UC Santa Cruz

This dissertation investigates the multifaceted roles of transfer RNAs (tRNAs) in gene expression regulation, extending beyond their traditional roles in protein translation. Chapter I explores tRNAs in human brain development, utilizing cerebral cortical organoids and specialized tRNA sequencing to reveal dynamic expression patterns of tRNAs and tRNA-derived small RNAs (tDRs) in the early human cerebral cortex. Notably, it identifies a variety of upregulated tDRs from diverse isodecoders, with sequence-specific conservation among neural-specific groups, suggesting a pivotal role in neural development. Chapter II examines the impact of complete telomere-to-telomere (T2T) assemblies of great ape (and human) genomes on tRNA gene discovery. This has led to the identification of nearly 100 new human cytosolic-tRNA gene loci, particularly in regions of chromosome 1 associated with neural gene regulation and implicated in the neural expansion of humans and primates.
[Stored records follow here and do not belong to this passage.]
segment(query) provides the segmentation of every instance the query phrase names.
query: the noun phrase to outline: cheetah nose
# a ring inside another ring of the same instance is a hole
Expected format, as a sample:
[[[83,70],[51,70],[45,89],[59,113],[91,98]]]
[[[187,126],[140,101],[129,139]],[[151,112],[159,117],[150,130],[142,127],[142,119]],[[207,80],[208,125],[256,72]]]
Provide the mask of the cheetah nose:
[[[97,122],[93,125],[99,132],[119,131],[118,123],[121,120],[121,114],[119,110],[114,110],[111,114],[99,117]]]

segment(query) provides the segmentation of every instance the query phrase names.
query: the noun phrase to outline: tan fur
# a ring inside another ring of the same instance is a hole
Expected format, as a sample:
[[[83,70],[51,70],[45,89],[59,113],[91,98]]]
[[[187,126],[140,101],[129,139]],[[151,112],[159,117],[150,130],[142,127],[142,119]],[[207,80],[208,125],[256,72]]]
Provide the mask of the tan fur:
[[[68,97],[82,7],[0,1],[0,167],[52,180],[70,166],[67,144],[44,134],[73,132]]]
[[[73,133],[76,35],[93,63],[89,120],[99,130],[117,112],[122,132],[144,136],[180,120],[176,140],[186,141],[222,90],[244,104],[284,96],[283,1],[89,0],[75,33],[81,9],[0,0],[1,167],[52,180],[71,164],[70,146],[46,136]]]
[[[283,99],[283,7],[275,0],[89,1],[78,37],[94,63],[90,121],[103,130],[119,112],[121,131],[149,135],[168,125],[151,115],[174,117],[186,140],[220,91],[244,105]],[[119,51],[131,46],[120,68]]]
The chapter also discusses the dynamic nature of tRNA loci copy number variation across tandem repeats and their roles on adjacent neural genes. Chapter III introduces two novel bioinformatics tools, tRNAgraph, and tRNAmap, designed to address the challenges of analyzing tRNA sequencing data across multiple species and experimental conditions. tRNAgraph offers multi-variate analysis, automated clustering, and classification of tRNAseq data, while tRNAmap aligns the ‘tRNAnome’ of eukaryotic species for cross-species comparison. These tools enable advanced analysis of the increasingly common tRNA sequencing data, contributing significantly to our understanding of tRNAs in neural development and evolution. This dissertation’s exploration into the complex roles of tRNAs and the innovative tools developed for their analysis not only advances our understanding of neural development and evolution but also paves the way for future genomic research to uncover the intricate mechanisms of gene regulation.